You cannot select more than 25 topics Topics must start with a letter or number, can include dashes ('-') and can be up to 35 characters long.
langchain/docs/docs/guides/safety/moderation.mdx

268 lines
7.0 KiB
Markdown

# Moderation chain
This notebook walks through examples of how to use a moderation chain, and several common ways for doing so.
Moderation chains are useful for detecting text that could be hateful, violent, etc. This can be useful to apply on both user input, but also on the output of a Language Model.
Some API providers, like OpenAI, [specifically prohibit](https://beta.openai.com/docs/usage-policies/use-case-policy) you, or your end users, from generating some
types of harmful content. To comply with this (and to just generally prevent your application from being harmful)
you may often want to append a moderation chain to any LLMChains, in order to make sure any output
the LLM generates is not harmful.
If the content passed into the moderation chain is harmful, there is not one best way to handle it,
it probably depends on your application.
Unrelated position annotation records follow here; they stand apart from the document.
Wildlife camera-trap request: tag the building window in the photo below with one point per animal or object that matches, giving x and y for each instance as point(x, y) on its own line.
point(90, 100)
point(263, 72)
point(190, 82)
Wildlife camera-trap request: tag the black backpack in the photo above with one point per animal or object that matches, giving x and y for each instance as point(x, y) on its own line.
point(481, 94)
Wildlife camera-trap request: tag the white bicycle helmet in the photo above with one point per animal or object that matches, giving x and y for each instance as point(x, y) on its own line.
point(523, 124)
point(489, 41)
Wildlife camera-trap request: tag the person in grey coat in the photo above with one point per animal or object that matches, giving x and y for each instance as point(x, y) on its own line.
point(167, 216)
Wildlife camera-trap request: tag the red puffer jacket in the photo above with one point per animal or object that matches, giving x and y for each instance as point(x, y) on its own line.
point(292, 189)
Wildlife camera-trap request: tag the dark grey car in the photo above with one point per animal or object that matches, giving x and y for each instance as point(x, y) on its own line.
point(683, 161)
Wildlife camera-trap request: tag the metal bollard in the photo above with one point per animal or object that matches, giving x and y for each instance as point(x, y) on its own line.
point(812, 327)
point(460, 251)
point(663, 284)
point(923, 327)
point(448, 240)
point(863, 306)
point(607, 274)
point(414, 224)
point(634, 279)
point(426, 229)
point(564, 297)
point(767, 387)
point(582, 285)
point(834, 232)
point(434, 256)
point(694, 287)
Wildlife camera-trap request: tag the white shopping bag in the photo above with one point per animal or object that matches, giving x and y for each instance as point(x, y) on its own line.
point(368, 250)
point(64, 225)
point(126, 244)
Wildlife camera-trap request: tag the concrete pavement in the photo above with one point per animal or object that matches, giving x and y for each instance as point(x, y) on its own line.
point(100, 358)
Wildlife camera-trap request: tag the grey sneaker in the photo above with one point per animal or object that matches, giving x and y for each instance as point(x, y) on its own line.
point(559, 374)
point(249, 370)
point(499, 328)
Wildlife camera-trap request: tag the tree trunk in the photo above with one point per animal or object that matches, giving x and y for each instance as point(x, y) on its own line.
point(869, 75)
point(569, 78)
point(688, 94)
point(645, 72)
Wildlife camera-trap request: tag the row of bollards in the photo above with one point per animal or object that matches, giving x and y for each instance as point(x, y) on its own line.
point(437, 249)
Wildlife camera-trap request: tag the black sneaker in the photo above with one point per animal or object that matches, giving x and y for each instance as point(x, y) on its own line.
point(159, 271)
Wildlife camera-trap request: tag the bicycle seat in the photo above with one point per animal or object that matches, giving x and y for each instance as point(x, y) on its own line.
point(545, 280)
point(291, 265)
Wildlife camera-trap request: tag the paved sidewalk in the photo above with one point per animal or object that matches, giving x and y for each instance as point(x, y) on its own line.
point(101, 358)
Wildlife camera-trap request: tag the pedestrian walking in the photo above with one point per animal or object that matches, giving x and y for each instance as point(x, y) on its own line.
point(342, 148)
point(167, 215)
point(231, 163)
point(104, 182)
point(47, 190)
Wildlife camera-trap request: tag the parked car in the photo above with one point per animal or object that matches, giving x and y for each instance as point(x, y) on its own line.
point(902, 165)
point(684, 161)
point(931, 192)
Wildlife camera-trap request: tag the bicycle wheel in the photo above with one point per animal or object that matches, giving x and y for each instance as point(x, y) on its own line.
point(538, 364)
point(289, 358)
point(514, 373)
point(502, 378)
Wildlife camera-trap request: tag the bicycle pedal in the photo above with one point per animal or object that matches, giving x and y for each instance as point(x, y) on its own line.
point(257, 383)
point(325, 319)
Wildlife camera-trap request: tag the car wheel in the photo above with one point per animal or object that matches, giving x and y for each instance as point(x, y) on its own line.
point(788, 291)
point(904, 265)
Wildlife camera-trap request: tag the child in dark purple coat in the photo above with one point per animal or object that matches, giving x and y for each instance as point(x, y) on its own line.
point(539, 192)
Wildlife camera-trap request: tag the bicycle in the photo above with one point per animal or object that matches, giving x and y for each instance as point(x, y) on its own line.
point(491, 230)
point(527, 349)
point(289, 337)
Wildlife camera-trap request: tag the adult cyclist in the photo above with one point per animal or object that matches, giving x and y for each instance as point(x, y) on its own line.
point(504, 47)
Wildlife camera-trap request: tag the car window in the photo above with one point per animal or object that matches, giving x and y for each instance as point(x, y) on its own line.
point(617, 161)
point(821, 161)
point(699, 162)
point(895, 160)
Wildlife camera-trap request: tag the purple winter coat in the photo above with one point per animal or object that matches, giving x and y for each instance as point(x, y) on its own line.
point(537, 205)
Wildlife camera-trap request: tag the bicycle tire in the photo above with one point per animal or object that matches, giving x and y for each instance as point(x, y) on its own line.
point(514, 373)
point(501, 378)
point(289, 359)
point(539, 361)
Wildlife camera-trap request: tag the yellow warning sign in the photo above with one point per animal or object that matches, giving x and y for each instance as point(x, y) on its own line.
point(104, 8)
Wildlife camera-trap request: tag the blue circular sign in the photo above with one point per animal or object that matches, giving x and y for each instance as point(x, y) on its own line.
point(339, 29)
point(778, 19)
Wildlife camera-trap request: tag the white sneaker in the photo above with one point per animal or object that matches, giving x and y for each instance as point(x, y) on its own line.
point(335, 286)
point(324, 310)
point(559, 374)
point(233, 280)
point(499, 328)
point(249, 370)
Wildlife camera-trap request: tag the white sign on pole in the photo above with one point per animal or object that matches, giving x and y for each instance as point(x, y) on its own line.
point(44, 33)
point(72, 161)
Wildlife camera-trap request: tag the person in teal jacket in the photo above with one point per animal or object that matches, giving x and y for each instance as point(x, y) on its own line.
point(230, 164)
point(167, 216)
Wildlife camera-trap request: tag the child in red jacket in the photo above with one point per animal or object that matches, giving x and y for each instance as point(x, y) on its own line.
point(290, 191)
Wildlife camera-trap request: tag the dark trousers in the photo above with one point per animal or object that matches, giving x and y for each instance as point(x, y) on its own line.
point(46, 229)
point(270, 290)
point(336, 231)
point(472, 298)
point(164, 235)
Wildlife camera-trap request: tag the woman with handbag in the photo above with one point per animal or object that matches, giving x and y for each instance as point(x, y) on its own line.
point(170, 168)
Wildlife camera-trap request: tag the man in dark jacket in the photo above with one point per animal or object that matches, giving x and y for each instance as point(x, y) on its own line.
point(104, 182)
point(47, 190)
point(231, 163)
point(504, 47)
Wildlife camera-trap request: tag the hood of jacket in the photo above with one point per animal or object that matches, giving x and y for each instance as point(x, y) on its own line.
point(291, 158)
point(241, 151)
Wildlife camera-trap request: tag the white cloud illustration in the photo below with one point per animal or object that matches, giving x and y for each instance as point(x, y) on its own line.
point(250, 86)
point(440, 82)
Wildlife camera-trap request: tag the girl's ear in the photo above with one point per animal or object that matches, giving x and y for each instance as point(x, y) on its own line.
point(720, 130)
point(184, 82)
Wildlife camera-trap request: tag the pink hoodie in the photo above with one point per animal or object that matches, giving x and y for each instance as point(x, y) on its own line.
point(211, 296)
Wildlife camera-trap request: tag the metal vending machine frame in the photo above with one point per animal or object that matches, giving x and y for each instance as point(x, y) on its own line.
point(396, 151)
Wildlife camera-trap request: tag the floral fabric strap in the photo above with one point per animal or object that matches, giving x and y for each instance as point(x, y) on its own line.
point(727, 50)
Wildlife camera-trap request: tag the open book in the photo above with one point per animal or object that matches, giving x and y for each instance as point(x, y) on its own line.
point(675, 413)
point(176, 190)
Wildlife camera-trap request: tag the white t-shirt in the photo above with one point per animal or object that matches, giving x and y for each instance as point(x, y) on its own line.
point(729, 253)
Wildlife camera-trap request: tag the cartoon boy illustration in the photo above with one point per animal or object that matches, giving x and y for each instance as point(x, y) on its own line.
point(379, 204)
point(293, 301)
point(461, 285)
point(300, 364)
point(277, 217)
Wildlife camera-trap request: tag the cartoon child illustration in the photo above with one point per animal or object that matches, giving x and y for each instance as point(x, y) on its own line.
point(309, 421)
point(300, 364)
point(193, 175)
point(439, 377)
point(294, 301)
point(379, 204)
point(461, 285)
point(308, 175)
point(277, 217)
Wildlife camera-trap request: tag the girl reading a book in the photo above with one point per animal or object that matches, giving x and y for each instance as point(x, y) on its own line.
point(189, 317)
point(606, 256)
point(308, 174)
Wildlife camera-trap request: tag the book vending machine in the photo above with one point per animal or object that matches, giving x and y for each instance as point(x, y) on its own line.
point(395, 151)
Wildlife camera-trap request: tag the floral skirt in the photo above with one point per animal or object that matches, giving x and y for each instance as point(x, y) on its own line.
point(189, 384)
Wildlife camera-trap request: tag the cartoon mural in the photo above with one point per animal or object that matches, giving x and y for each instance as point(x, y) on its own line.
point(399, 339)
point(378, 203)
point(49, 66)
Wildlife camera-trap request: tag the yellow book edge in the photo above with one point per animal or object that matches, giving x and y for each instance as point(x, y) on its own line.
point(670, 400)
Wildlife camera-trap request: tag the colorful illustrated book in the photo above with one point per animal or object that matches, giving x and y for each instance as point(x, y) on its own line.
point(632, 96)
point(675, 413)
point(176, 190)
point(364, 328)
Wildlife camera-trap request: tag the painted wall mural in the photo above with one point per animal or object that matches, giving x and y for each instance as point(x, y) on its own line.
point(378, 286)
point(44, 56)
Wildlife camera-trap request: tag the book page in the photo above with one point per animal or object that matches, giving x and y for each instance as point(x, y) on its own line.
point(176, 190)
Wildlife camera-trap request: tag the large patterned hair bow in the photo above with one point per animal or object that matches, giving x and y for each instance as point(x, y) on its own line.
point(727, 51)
Sometimes you may want to throw an error in the Chain
(and have your application handle that). Other times, you may want to return something to
the user explaining that the text was harmful. There could be other ways to handle it.
We will cover all these ways in this walkthrough.
We'll show:
1. How to run any piece of text through a moderation chain.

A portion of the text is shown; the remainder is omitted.